4.6.1 Intergenic or Intragenic?

This filter allows users to select whether their p53RE are located within gene bodies (intragenic) or outside of gene bodies (intergenic). By default, “ANY” is selected which means p53RE are displayed regardless of their location relative to genes. Gene models and locations were taken from the Ensembl v.111 release for hg38 reference genome.

4.6.2 Repetitive Elements

Genomes contain multiple types of repetitive DNA sequences, including simple DNA repeats, microsatellites, and viral and transposable-element derived sources. Multiple publications have noted that p53RE can be found within these types of repetitive elements, and that p53 can regulate transcription and other genomic activities via binding to such repetitive elements.

We surveyed p53RE locations within repetitive genomic elements using the RepeatMasker dataset hosted by the UCSC Genome Browser.

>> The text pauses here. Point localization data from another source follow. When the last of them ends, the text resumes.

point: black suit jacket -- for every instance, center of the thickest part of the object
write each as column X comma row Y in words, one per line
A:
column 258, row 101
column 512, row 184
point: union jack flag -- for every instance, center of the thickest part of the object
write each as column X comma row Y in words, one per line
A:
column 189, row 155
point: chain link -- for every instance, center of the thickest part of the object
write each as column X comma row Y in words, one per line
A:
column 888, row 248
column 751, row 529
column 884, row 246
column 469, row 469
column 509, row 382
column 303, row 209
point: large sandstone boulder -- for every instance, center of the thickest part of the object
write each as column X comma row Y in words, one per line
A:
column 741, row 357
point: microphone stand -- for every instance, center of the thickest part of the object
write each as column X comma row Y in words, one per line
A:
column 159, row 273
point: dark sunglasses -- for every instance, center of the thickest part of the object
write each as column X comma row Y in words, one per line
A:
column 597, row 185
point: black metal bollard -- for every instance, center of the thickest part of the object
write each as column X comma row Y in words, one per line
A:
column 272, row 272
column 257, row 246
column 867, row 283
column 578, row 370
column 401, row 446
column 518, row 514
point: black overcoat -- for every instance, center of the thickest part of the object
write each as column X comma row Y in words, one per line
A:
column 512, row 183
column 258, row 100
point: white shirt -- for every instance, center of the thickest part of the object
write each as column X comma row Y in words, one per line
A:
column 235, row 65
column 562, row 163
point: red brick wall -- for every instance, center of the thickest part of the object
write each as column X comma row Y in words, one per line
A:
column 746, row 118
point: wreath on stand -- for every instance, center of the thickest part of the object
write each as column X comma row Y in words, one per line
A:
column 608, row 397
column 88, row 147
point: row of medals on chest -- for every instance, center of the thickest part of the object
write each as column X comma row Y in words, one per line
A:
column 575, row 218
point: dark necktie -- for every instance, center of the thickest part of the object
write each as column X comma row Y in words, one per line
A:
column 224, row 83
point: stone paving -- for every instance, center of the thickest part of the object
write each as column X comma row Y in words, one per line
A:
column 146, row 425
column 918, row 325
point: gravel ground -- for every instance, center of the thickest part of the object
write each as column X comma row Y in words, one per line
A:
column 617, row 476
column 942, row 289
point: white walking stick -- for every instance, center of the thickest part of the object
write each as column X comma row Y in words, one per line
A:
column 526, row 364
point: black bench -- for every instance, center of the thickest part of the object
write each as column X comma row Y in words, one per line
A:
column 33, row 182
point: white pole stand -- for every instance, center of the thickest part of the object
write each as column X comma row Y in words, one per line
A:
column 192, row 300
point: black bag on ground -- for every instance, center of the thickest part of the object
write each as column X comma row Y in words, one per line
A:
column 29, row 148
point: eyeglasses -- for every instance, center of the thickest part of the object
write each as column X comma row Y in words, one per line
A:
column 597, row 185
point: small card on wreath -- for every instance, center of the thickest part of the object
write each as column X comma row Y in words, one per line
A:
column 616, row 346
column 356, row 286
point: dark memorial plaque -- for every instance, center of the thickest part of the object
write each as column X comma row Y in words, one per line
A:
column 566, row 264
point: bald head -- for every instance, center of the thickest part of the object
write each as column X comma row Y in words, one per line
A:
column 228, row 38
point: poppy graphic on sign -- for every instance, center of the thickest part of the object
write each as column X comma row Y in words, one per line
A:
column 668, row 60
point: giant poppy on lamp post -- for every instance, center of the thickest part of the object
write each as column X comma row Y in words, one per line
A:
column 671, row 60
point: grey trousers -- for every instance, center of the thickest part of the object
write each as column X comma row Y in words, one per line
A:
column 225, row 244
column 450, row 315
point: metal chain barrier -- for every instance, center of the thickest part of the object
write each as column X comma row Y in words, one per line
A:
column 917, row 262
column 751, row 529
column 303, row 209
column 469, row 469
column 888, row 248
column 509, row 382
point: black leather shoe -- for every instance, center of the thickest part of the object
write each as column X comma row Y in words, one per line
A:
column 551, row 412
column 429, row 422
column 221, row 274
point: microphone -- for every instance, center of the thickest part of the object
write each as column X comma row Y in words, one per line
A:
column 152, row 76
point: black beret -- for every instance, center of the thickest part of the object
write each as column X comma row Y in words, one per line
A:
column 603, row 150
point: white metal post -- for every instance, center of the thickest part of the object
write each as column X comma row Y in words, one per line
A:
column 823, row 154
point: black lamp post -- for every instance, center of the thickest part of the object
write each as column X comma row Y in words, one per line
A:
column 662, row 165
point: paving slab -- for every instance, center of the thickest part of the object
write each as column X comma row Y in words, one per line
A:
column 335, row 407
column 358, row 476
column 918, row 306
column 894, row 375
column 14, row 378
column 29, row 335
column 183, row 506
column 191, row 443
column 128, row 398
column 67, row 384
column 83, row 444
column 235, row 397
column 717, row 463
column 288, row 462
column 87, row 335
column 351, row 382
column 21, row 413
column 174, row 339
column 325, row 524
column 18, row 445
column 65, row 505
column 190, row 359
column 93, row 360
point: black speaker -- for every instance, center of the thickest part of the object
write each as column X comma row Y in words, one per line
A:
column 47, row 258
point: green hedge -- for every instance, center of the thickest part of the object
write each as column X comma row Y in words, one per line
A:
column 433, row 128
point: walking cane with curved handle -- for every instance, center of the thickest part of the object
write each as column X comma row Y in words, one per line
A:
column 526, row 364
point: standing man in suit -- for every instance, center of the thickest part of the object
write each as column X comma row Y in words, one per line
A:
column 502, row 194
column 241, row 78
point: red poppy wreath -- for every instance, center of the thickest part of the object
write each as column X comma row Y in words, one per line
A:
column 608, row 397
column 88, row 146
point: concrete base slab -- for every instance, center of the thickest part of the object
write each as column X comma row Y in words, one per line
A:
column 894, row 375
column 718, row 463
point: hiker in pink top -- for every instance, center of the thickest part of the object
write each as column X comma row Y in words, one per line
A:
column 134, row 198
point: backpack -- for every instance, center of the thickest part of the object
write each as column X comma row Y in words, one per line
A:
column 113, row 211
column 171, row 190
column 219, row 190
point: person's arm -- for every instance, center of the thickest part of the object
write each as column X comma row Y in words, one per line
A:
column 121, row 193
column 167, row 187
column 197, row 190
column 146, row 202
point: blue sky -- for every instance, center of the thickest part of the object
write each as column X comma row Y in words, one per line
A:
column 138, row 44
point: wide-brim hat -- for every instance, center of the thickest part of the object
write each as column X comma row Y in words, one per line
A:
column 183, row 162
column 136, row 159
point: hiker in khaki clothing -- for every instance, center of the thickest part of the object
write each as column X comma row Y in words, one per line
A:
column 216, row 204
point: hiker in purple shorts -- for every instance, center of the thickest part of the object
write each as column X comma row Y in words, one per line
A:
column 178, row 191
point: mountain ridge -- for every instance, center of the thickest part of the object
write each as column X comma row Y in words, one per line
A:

Additional information about the repetitive elements, such as the type of element, can be obtained by downloading accessory data sets as explained in Chapter 6: Querying Additional Datasets

4.6.3 ENCODE BlackList

Genomic approaches, like ChIP-seq, require alignment to a reference genome. The Blacklist has been compiled containing regions of the human hg38 reference genome that are recurrently identified across multiple assays and for multiple antibodies/targets, suggesting anomalies in genome assembly. This information, along with the methods and rationale for selection of blacklists, can be found in a recent publication from the Boyle and Kundaje labs [1]. Thus, these regions are traditionally filtered from downstream analysis. Users can filter their p53RE by their location within (YES) or outside of (NO) blacklist regions. If these regions are not important for downstream analysis, users can ignore this filtering step and select ANY, which is the default setting.

We strongly advise that users select NO on the Blacklist filter and only consider p53RE for which genomic assay data can be reliably mapped and reported (not in the blacklist regions).

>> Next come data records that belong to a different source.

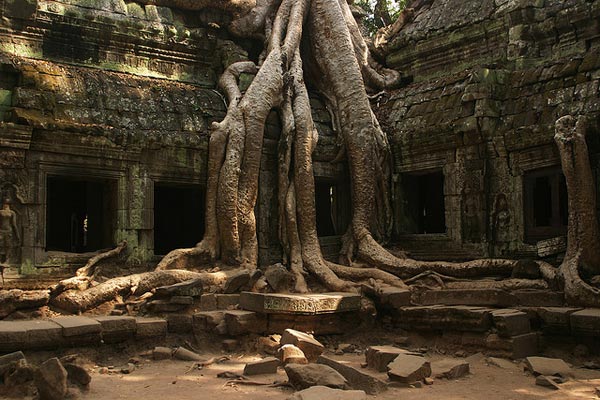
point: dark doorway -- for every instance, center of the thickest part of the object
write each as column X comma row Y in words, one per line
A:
column 546, row 204
column 332, row 208
column 178, row 216
column 80, row 214
column 425, row 210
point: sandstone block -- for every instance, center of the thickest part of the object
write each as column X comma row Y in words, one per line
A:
column 356, row 378
column 305, row 376
column 408, row 368
column 311, row 347
column 265, row 366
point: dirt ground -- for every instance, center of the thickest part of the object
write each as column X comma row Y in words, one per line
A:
column 174, row 380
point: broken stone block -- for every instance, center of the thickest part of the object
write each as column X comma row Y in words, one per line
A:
column 80, row 330
column 117, row 329
column 556, row 320
column 51, row 380
column 77, row 374
column 511, row 322
column 547, row 366
column 207, row 321
column 290, row 354
column 150, row 328
column 326, row 393
column 586, row 322
column 181, row 353
column 227, row 301
column 356, row 378
column 268, row 345
column 191, row 288
column 446, row 318
column 240, row 322
column 469, row 297
column 305, row 376
column 408, row 368
column 514, row 347
column 179, row 323
column 162, row 353
column 235, row 282
column 449, row 369
column 323, row 303
column 311, row 347
column 378, row 357
column 551, row 382
column 265, row 366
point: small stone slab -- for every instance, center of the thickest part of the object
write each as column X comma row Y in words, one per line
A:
column 310, row 346
column 548, row 366
column 408, row 369
column 117, row 328
column 469, row 297
column 378, row 357
column 12, row 336
column 240, row 322
column 556, row 320
column 326, row 393
column 150, row 328
column 586, row 322
column 449, row 369
column 446, row 318
column 356, row 378
column 305, row 376
column 78, row 326
column 265, row 366
column 323, row 303
column 511, row 322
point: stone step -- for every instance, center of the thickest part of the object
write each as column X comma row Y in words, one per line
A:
column 77, row 331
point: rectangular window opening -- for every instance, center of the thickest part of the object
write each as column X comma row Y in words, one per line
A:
column 546, row 204
column 425, row 210
column 178, row 216
column 80, row 214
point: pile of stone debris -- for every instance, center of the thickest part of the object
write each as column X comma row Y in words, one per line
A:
column 53, row 379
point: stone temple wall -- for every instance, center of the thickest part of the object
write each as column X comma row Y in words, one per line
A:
column 114, row 99
column 489, row 79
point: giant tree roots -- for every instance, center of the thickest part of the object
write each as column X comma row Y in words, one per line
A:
column 319, row 41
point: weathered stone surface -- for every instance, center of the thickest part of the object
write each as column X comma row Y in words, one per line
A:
column 469, row 297
column 290, row 354
column 327, row 393
column 305, row 376
column 514, row 347
column 586, row 322
column 265, row 366
column 179, row 323
column 356, row 378
column 77, row 374
column 311, row 347
column 51, row 380
column 511, row 322
column 408, row 368
column 439, row 317
column 378, row 357
column 323, row 303
column 117, row 328
column 556, row 320
column 191, row 288
column 449, row 369
column 150, row 328
column 548, row 366
column 162, row 353
column 240, row 322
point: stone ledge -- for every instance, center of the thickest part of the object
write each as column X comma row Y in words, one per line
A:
column 325, row 303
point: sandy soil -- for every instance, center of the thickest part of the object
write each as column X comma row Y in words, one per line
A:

The current ENCODE Blacklist for hg38 can found at the Boyle Lab GitHub Page.

[1] H. M. Amemiya, A. Kundaje, and A. P. Boyle, “The ENCODE Blacklist: Identification of Problematic Regions of the Genome,” Sci Rep, vol. 9, no. 1, p. 9354, Jun. 2019, doi: 10.1038/s41598-019-45839-z.

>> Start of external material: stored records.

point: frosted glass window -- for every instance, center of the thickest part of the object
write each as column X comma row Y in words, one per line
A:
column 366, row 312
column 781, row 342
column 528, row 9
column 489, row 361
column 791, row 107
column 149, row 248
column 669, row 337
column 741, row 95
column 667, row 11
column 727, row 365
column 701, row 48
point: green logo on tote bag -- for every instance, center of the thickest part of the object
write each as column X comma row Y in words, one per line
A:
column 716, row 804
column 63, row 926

4.6.4 Potential CG Methylation Sites

Recent evidence suggests that DNA methylation in the CG context can influence p53 interactions with the genome in interesting ways. The influence of CG methylation depends on the position of the CG within the p53RE. Users can select whether the p53RE contains a potential site of CG methylation. Selecting YES does not mean the p53RE contains experimentally-determined DNA methylation, rather that a CG is present as a potential target of methylation.

[1] J. F. Kribelbauer et al., “Quantitative Analysis of the DNA Methylation Sensitivity of Transcription Factor Complexes,” Cell Reports, vol. 19, no. 11, pp. 2383–2395, Jun. 2017, doi: 10.1016/j.celrep.2017.05.069.